Because consumer ISPs generally don't have great routes between them and sustained gigabit uploads probably don't always work reliably because of overbooking with consumer lines, you'll probably be better off setting up an SFU on a cheap (temporary) cloud server somewhere.
Not sure why you think that? Maybe on cable modems, because DOCSIS is highly asymmetrical, but on FTTH GPON et al (pretty much the only technology which supports gigabit upload; docsis gigabit upload is extremely rare), there is no reason it couldn't saturate upstream at 1gigabit+. If anything, consumer ISPs are usually way more contended on the downlink side than the upstream side.
GPON is typically shared bandwidth; 2.5Gbps for n customers (that could be an entire building, or the 4 houses adjacent to a box in the backyard, etc.)
More advanced fiber networks split bandwidth based on frequency ("color") instead of giving each ONT a time slot based on the current network capacity. But basically, if you're uploading at 1Gbps, that is fine until 1.5 more neighbors decide to do the same thing. It's rare.

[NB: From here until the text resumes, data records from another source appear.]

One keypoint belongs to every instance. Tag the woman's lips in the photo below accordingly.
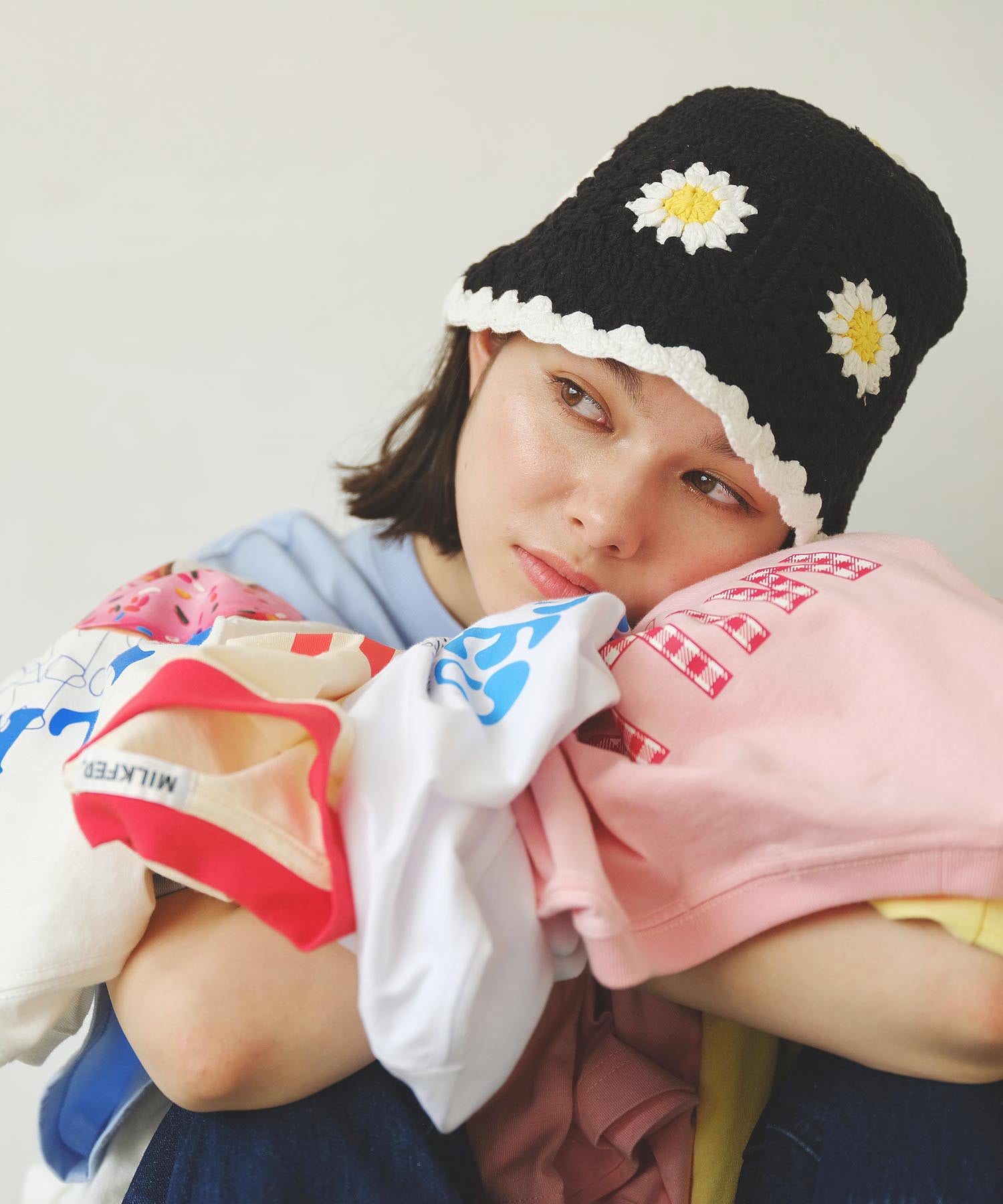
(554, 577)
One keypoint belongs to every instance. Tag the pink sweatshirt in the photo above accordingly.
(816, 728)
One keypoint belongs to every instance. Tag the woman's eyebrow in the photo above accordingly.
(629, 379)
(719, 445)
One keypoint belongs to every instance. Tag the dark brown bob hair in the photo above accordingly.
(412, 483)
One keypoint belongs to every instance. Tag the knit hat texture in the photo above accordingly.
(778, 265)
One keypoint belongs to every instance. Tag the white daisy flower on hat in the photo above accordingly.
(861, 330)
(697, 207)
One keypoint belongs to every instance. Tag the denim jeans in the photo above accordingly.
(833, 1133)
(360, 1142)
(836, 1132)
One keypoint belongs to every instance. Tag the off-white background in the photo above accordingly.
(227, 230)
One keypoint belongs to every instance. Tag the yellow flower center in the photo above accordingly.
(691, 204)
(865, 334)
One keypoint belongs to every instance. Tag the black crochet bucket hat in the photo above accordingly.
(774, 263)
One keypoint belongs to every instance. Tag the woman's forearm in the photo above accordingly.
(225, 1014)
(899, 996)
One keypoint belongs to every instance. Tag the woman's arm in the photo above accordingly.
(224, 1013)
(896, 995)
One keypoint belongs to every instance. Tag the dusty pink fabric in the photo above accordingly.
(812, 730)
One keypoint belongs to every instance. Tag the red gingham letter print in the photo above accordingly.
(833, 563)
(767, 585)
(743, 629)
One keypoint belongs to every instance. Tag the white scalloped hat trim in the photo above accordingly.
(785, 480)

When I worked at Google Fiber we kept an eye on PON utilization and there was never a case where a customer couldn't get the requested bandwidth. We even had customers that maxed out 1Gbps/1Gbps 24/7 in an attempt to get banned or something, but of course we wouldn't ban you for that. We did worry about PON capacity and had some tech ready to go in case we ever needed to switch to truly dedicated per-customer gigabit connections.
At another ISP I worked at, our marketing material described the 1Gbps GPON-based link as "dedicated", but many customers noticed it was shared. It would slow down during peak business hours, and then get fast when other people in the building went home from work. We removed the term "dedicated" from our marketing. A political battle that I paid dearly for, but hey, they still exist and didn't get sued into oblivion by the FTC, so that's nice. (We also sold frequency-multiplexed 10Gbps circuits that really were dedicated... I suppose until our uplink to our ISP was saturated. I think we had 100Gbps transit and that never happened. But yeah, there is no such thing as dedicated unless you are physically plugged into the network that you want to reach. The Internet tries its best.)
I know that GPON is shared; but as you say it's rarely the 'weak link'. Regardless, even if it was, it's much more likely that the downstream would be saturated on the gpon level vs the upstream - consumer ISPs are much more downstream heavy than upstream heavy, so I have no idea what the parent post means when he says that its hard to saturated gigabit uplink on consumer connections. It's the opposite if anything.
It’s not about bandwidth inside the AS, but about fiber peering from ISP datacenters “to the Internet”. I don’t have anyone’s internal informations but that must cost 10-100x more than $35/Gbps/month. Residential internet is gym membership model, a best effort offering. Resources are always heavily over-committed based on typical use cases of groups of average users.
“consumer ISPs generally don't have great routes between them” is the way more important part.
An eyeball network will generally have considerably more, and considerably higher bandwidth, peering relationships with content provider networks than with other eyeball networks.
At AVStack we experimented quite a bit with P2P multiparty video calls, it’s certainly possible but as you scale up the number of participants there’s huge variance in quality depending on the combination of ISPs used by the participants, the time of day, network conditions etc.
Yes but the parent is referring to gigabit upstream connections. Very few gigabit upstream services are over DOCSIS. I don't know of a single provider that offers gigabit upstream on docsis. In the UK Virgin Media offer 100mbit/sec up on their top tier (1gigabit down). I think the fastest Comcast goes in the US is 200mbit/sec up over docsis and that's only in certain areas.
Not sure why you think that? Maybe on cable modems, because DOCSIS is highly asymmetrical, but on FTTH GPON et al (pretty much the only technology which supports gigabit upload; docsis gigabit upload is extremely rare), there is no reason it couldn't saturate upstream at 1gigabit+. If anything, consumer ISPs are usually way more contended on the downlink side than the upstream side.